In ordinary QM, i.e. on the whole real line $\mathbb{R}$, we are able to make the uncertainty $\Delta p$ in momentum arbitrarily small, asymptotically going to zero.
Consequently, the initial wave function will approach (asymptotically, again) a plane wave.
This is always true, even if the plane waves do not belong to the Hilbert space, nor to the domain of the operator $[\hat{x},\hat{p}]$, where $\hat{x}$ is the usual position operator.
Now, when we are dealing with a particle in an infinity square well, that is with a QM implemented on a finite interval of the real line, a straightforward and maybe naive calculation shows the following:
$$ \Delta x \Delta p \geq \hbar/2 \Rightarrow \Delta p^{min}\geq \frac{\hbar}{2 \Delta x^{max}}= \frac{\hbar}{2L}$$
where $L$ is the length of the interval on which our particle lives.
This seems to suggest that there is a minimum value for the uncertainty $\Delta p$ in momentum and hence that it is not possible to make $\Delta p$ arbitrarily small.
The existence of eigenstates of the momentum operator $\hat{p}$ (which must be defined carefully in order to be self-adjoint, see e.g. What's the deal with momentum in the infinite square well?)
does not help, in my opinion.
Indeed these eigenstates violate the uncertainty principle and do not belong to the domain of the commutator $[\hat{x},\hat{p}]$ (see e.g. from here: How can I solve this quantum mechanical "paradox"?).

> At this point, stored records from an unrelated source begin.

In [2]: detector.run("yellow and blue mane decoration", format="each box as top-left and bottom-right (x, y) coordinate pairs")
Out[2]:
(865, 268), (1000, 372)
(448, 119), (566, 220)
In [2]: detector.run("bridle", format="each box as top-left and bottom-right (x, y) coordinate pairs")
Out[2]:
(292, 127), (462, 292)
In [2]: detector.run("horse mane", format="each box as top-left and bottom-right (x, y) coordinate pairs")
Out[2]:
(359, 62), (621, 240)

This can be regarded as something similar to what happens when the configuration space is the whole real line (the "ordinary" plane waves do not belong to the physical Hilbert space, as said above), nevertheless while in this case we can approach asymptotically the plane waves, that is the states with $\Delta p =0 $, in the "compact" case this is not possible anymore if it is true that our physical states can reach a finite value, different from zero, of $\Delta p$.
Hence my questions:
is all of this correct?
If so, should not this mean that $p-representation$ is not available in this case?
If not, what is wrong with this argument?
Thank you all in advance.
Best Answer
As long as you define $\hat p$ as a self-adjoint operator, the spectral theorem applies, so you do have a $p-$representation. In the square well, the usual definition of $\hat p$ is $-i\partial_x$ on $\mathcal C^1$ spatial wavefunctions satisfying periodic boundary conditions and makes it essentially self-adjoint. You can check that the usual Fourier basis used in Fourier series is a complete eigenbasis of $\hat p$, so you do have a $p-$representation.

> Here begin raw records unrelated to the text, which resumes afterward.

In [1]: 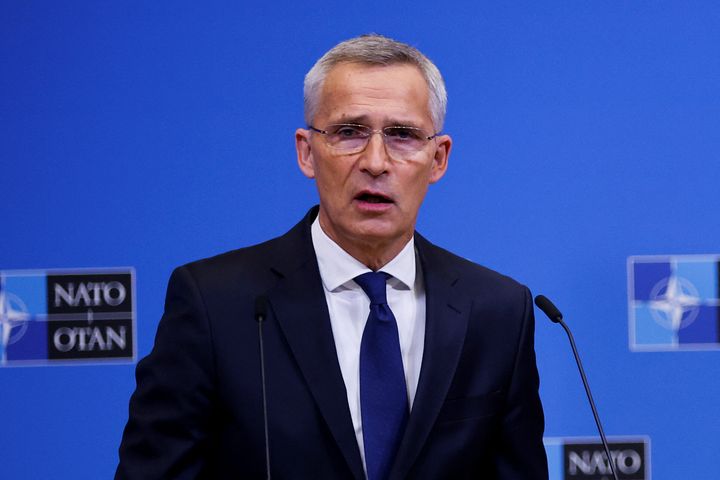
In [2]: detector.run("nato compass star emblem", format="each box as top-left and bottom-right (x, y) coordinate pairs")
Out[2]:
(648, 276), (701, 332)
(628, 255), (720, 351)
(0, 290), (30, 363)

Your analysis falls down because the uncertainty principle fails, especially on the $\hat p$ eigenvectors. This may seem counterintuitive because the commutator is still the same and $\Delta x,\Delta p$ are well-defined, so the formal proof you must know should hold. The problem, as always, is domain issues, here because $\hat x |p\rangle$ ($|p\rangle$ is an $\hat p$ eignevector of eigenvalue $p$) is not in the domain of $\hat p$ (no periodic boundary conditions). For the uncertainty principle to work on looser domain assumptions, the exponentiated version must hold. This is no the case here, as $e^{is\hat p}$ is not your usual translation operator, but makes the wavefunction loop back due to the choice of the domain.
For more information, check out Quantum Theory for Mathematicians by BC Hall, which includes the above argument in more detail.
Of course, your reasoning works if you place yourself now on the entire line, but I think you weren't interested in this loophole. In this case, the Heisenberg uncertainty holds, and you extend the wavefunctions to the entire line with $1_{[-L/2,L/2]}$. It is pretty obvious that restricted by this constraint, you can never approach asympotically plane waves, so no $p-$resolution. In particular, our previous eigenvectors become $sinc$ functions in momentum space, so $\Delta p=\infty$.
Hope this helps and tell me if you find some mistakes.